[Image via kcelections]
Next month’s elections in King County (Seattle), WA will test an idea about which voters often ask and election officials often wonder: postage-paid ballots. King County elections has more on their in-house blog(!):
We’re excited to announce that King County Elections is testing pre-paid postage for the February special elections in Maple Valley and the Shoreline School District. During last year’s General Election, we received some questions from voters about why we didn’t pay for the postage on ballots returned through the U.S. Postal Service. We have considered the idea in recent years, but before we can implement pre-paid postage, we knew we had to test it out first.
Prepaid postage is another way to improve voter access and remove barriers to voting. Objectives for the pre-paid postage pilot include understanding whether or not the process works administratively and to see if more voters return their ballots than in previous elections.
Ballot packets were mailed Wednesday to voters in Maple Valley and the Shoreline School District. Each ballot packet includes a return envelope with the postage already paid. For more information about our pre-paid postage test, check out the Q&A below.
1. Why are you testing pre-paid postage?
a. We are testing pre-paid postage to determine a number of things, including whether paid postage results in more voters returning their ballots.
2. How much will pre-paid postage cost for the two elections? And who is going to pay for it?
a. We estimate that the cost of paid postage will total $12,300. For Maple Valley the cost is about $3,300 and for the Shoreline School District it is about $9,000. King County Elections will cover the costs for both elections. However, we are only charged for ballots returned through the U.S. Postal Service.
3. How were the elections for the pre-paid postage test chosen?
a. We wanted a sample population, and with a combined 64,032 voters, the Shoreline School District and Maple Valley elections were an appropriate sample.
Ideally, with more than one jurisdiction participating, we will also gain an understanding of whether or not there are significant differences between jurisdictions.
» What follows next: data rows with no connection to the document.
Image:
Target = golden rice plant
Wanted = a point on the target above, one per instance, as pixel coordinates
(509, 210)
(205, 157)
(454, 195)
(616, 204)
4. How are you reaching out to voters about the pre-paid pilot program?
a. Voters will receive a return envelope with language indicating that the postage has been paid. They will also receive an insert explaining that the postage for their return envelope has been paid.
b. We are also getting the word out through our social media channels.
5. Do you think pre-paid postage will lead to more ballots returned?
a. Prepaid postage is just another tool to improve voter access, remove barriers to voting and increase convenience, like ballot drop boxes. Other jurisdictions who have implemented pre-paid postage have not seen a significant increase in turnout. However, one of the main objectives of testing pre-paid postage is to see if more voters return their ballots than in previous elections.
6. Given that more than half of returned ballots were brought to a drop box in the General Election, why are you testing pre-paid postage?
a. We’re certainly seeing that the additional drop boxes were widely used by voters. However, more than 500,000 voters still chose to mail in their ballots. Our ultimate goal is to make voting as easy and barrier-free as possible – so it’s great to be able to provide voters with options.
7. Will you still have drop boxes open? If so, which ones?
a. The following drop boxes will be open: Shoreline Library, Lake Forest Park City Hall, Bothell City Hall, Lake City Library, Broadview Library, King County Administration Building, King County Elections Headquarters in Renton, Covington Library, and Tahoma School District.
This is a fascinating and important test. Speaking only for me, I’d be curious whether pre-paid postage leads some voters who’ve been using dropboxes to put their ballots in the mail (sort of a price elasticity for mail voting, for those of you -like me- who remember just a little of college economics). The data overall will also be valuable not just in King County but nationally as more and more communities give voters the option of voting by mail – both on turnout and on per-voter cost.